As for the Maghrebi magician, who had been at the origin of all these events and who, unwittingly, had been the initial cause of Aladdin's fortune, here it is!

When he had left Aladdin in the underground, to make him die of thirst and hunger, he returned to his country, to the depths of the distant Maghreb. And he spent all this time saddened by the bad turn of his expedition and in regretting the pains and fatigues he had given himself so vainly to conquer the magic lamp. And he thought of the fate that had taken from his lips the mouthful he had taken so much care to make. And not a day went by that the bitter memory of these things didn't come to his mind and made him curse Aladdin and the time he had met Aladdin. And he ended up, one day when he was more than usually full of this tenacious resentment, having the curiosity to know the details of Aladdin's death. And, for this purpose, as he was well versed in geomancy, he took his table of divinatory sand, which he took from the bottom of a cupboard, sat down on a square mat, in the middle of a circle traced in red, leveled the sand, arranged the male points and the female points, the mothers and the children, muttered the geomantic formulas, and said: “Look, O sand, look! What happened to the magic lamp? And how did he die, this son of a bitch, this rascal called Aladdin? And, pronouncing these words, he stirred the sand according to the rite. And here the figures were born and the horoscope was formed. And the Maghrebi, bordering on amazement, discovered, without a doubt for a moment, after a detailed examination of the figures of the horoscope, that Aladdin was not dead but very much alive, that he was the master of the magic lamp, and that he was in splendor, riches, and honors, married to Princess Badrou'l-Budour, daughter of the King of China, whom he loved and who loved him, and that finally, he was known, throughout the empire of China and to the borders of the world, only under the name of the emir Aladdin!

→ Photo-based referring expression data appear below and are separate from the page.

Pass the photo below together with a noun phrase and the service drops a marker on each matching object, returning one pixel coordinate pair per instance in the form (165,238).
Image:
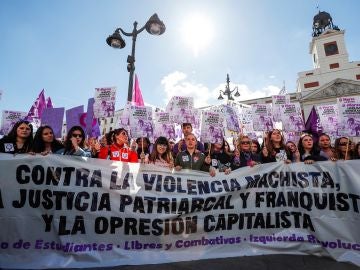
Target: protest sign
(349,116)
(328,116)
(262,117)
(291,117)
(141,122)
(180,108)
(53,117)
(278,100)
(104,105)
(9,118)
(73,116)
(164,126)
(212,127)
(61,211)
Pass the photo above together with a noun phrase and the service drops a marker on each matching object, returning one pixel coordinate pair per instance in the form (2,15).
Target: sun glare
(197,32)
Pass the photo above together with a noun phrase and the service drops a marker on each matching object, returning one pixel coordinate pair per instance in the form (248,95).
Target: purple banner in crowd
(53,117)
(313,124)
(92,128)
(73,116)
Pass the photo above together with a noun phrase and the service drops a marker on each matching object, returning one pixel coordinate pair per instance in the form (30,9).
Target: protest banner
(180,108)
(89,122)
(291,117)
(349,116)
(9,118)
(164,126)
(35,112)
(278,100)
(246,120)
(328,116)
(262,117)
(58,211)
(73,116)
(104,105)
(53,117)
(141,122)
(212,127)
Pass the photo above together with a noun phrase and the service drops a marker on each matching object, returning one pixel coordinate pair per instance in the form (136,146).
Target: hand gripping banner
(58,212)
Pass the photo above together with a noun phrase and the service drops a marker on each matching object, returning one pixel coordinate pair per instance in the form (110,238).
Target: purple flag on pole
(137,99)
(73,116)
(37,108)
(53,117)
(313,125)
(91,123)
(49,103)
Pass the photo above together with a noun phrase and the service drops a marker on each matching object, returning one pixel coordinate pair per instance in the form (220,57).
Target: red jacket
(117,152)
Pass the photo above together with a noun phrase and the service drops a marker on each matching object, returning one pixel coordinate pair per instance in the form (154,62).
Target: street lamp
(153,26)
(227,92)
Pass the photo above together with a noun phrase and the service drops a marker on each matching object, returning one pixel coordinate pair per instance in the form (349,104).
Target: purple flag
(137,99)
(313,125)
(53,117)
(49,103)
(37,108)
(73,116)
(91,123)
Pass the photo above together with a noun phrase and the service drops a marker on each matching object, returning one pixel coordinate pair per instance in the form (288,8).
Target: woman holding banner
(343,148)
(245,157)
(118,149)
(45,142)
(326,150)
(219,158)
(19,140)
(161,154)
(191,159)
(75,143)
(274,148)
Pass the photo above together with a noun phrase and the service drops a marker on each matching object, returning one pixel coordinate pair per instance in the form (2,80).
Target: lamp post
(153,26)
(227,92)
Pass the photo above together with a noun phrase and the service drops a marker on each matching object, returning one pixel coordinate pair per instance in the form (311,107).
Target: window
(331,48)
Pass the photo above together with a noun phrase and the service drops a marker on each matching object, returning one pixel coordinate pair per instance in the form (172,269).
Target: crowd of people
(187,153)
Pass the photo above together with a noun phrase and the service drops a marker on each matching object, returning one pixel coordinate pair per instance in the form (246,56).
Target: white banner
(349,115)
(104,105)
(212,127)
(58,211)
(291,117)
(328,115)
(141,122)
(262,117)
(9,119)
(164,126)
(181,109)
(278,100)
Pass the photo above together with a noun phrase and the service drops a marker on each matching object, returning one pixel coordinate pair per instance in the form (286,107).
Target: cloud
(176,84)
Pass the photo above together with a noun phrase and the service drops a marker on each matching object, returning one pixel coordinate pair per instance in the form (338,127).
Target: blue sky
(60,46)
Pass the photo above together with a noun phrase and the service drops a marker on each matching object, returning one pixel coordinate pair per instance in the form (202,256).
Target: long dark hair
(269,144)
(314,150)
(117,132)
(154,154)
(39,145)
(68,144)
(12,135)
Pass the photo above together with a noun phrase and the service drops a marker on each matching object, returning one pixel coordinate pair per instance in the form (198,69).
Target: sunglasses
(123,133)
(344,143)
(77,135)
(162,145)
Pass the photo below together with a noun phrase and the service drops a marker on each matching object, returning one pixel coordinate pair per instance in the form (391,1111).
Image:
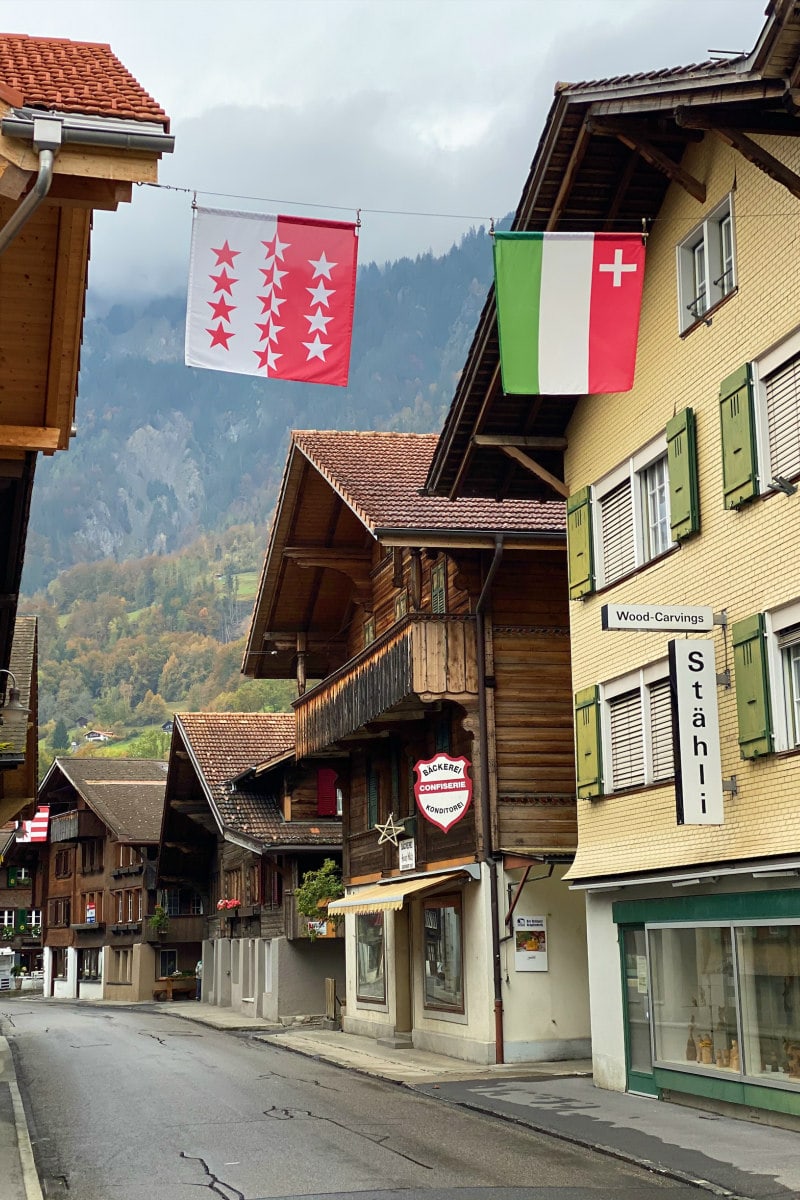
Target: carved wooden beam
(523,441)
(536,469)
(650,154)
(761,159)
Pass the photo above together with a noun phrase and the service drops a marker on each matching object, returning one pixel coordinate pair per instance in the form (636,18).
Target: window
(637,730)
(444,982)
(92,856)
(60,911)
(371,979)
(439,588)
(632,514)
(707,268)
(167,963)
(727,999)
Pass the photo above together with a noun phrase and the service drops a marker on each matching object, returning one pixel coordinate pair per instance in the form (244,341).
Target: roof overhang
(391,894)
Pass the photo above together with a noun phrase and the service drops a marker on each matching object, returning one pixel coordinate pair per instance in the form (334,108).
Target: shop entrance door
(636,1000)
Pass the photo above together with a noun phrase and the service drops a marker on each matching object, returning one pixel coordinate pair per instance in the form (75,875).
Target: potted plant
(313,895)
(160,921)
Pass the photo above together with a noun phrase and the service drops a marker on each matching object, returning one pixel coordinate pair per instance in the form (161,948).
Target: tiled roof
(223,745)
(380,475)
(72,77)
(127,795)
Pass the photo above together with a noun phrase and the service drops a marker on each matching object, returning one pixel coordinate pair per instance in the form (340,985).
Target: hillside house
(76,132)
(244,821)
(691,879)
(98,877)
(434,652)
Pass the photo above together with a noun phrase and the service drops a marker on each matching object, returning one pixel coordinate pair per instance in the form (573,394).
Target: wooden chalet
(244,821)
(76,132)
(98,877)
(415,628)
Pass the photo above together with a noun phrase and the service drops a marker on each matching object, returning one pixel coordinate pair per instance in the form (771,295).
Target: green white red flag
(271,295)
(567,311)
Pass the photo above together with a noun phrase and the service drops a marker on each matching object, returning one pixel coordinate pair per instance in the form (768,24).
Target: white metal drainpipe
(486,809)
(47,139)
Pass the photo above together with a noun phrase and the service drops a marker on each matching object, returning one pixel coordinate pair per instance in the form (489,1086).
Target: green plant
(160,921)
(318,888)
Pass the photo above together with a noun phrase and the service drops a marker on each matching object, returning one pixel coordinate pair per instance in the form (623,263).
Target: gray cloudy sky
(410,106)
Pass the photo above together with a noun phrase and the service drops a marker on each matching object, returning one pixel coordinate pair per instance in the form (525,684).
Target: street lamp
(13,724)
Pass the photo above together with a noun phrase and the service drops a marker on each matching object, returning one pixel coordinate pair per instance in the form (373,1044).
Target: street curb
(608,1151)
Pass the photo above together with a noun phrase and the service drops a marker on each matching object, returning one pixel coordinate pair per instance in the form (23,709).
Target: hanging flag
(36,828)
(271,295)
(567,311)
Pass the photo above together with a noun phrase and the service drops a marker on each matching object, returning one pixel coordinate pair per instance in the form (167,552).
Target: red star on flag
(220,309)
(224,255)
(221,336)
(223,282)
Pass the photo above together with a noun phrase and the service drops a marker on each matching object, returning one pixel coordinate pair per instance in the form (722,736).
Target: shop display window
(371,975)
(769,991)
(727,999)
(444,978)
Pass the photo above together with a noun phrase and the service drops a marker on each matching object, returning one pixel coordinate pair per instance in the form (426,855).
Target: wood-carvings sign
(443,790)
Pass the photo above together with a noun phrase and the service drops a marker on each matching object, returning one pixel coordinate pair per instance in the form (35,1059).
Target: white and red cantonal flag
(271,295)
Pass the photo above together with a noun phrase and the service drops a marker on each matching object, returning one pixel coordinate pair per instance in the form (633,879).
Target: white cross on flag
(271,295)
(36,828)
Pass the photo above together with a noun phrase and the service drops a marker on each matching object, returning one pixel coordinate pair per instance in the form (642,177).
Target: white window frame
(776,624)
(763,367)
(720,277)
(635,472)
(642,679)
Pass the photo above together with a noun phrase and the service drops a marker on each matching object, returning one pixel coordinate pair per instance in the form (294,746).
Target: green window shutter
(738,425)
(681,461)
(578,541)
(752,687)
(587,743)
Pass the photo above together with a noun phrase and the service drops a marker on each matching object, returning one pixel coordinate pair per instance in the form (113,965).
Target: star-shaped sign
(317,348)
(220,336)
(320,293)
(322,267)
(389,831)
(224,255)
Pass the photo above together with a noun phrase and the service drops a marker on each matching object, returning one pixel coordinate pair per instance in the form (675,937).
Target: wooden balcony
(421,655)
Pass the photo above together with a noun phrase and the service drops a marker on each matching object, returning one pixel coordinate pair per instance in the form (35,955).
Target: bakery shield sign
(443,790)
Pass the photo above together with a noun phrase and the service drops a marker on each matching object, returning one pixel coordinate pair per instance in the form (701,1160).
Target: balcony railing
(420,655)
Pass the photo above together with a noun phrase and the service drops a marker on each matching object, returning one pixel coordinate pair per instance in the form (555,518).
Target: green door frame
(636,1079)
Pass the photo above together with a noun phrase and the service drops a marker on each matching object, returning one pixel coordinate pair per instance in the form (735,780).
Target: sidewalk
(725,1156)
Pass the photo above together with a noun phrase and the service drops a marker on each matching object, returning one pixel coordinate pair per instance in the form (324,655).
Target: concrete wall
(546,1014)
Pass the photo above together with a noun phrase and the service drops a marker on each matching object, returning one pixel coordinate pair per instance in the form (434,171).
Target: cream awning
(391,894)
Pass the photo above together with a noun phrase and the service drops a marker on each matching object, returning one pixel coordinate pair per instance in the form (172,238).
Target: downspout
(486,808)
(47,141)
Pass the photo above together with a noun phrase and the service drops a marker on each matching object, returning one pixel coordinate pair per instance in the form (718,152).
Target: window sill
(708,316)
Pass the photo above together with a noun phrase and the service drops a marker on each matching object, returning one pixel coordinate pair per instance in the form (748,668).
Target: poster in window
(530,943)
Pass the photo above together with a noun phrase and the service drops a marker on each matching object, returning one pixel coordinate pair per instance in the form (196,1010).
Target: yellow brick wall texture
(744,561)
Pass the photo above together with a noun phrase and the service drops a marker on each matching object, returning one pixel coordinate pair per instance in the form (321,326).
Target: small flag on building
(567,311)
(271,295)
(36,828)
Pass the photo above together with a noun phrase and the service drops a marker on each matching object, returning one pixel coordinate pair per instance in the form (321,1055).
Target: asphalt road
(130,1104)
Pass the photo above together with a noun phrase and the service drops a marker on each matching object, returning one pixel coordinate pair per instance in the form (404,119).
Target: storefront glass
(727,999)
(444,985)
(371,978)
(769,988)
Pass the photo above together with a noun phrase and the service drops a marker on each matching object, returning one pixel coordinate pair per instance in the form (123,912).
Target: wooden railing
(420,655)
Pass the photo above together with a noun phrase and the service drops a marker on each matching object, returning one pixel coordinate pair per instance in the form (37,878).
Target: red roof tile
(380,475)
(73,77)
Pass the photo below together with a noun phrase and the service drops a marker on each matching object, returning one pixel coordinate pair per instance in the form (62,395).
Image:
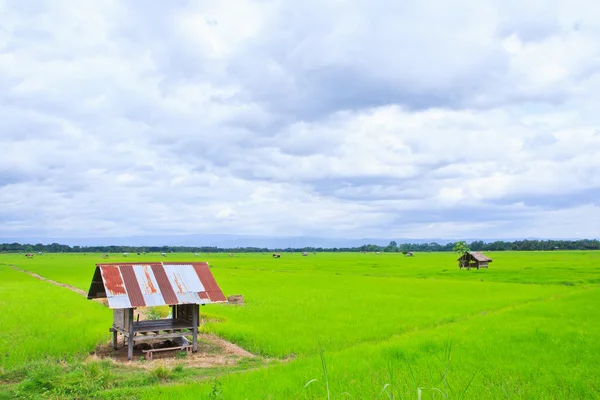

When the magician had learned, by the operations of his geomancy, of these things which he was so far from expecting, he foamed with rage and spat in the air and on the ground, saying: "I spit on your face, O son of bastards and rags! I piss on your head, O Aladdin the pimp, O dog, son of a dog, O hanged bird, O face of pitch and tar...

— At this point in her narration, Scheherazade saw the morning appear and quietly fell silent.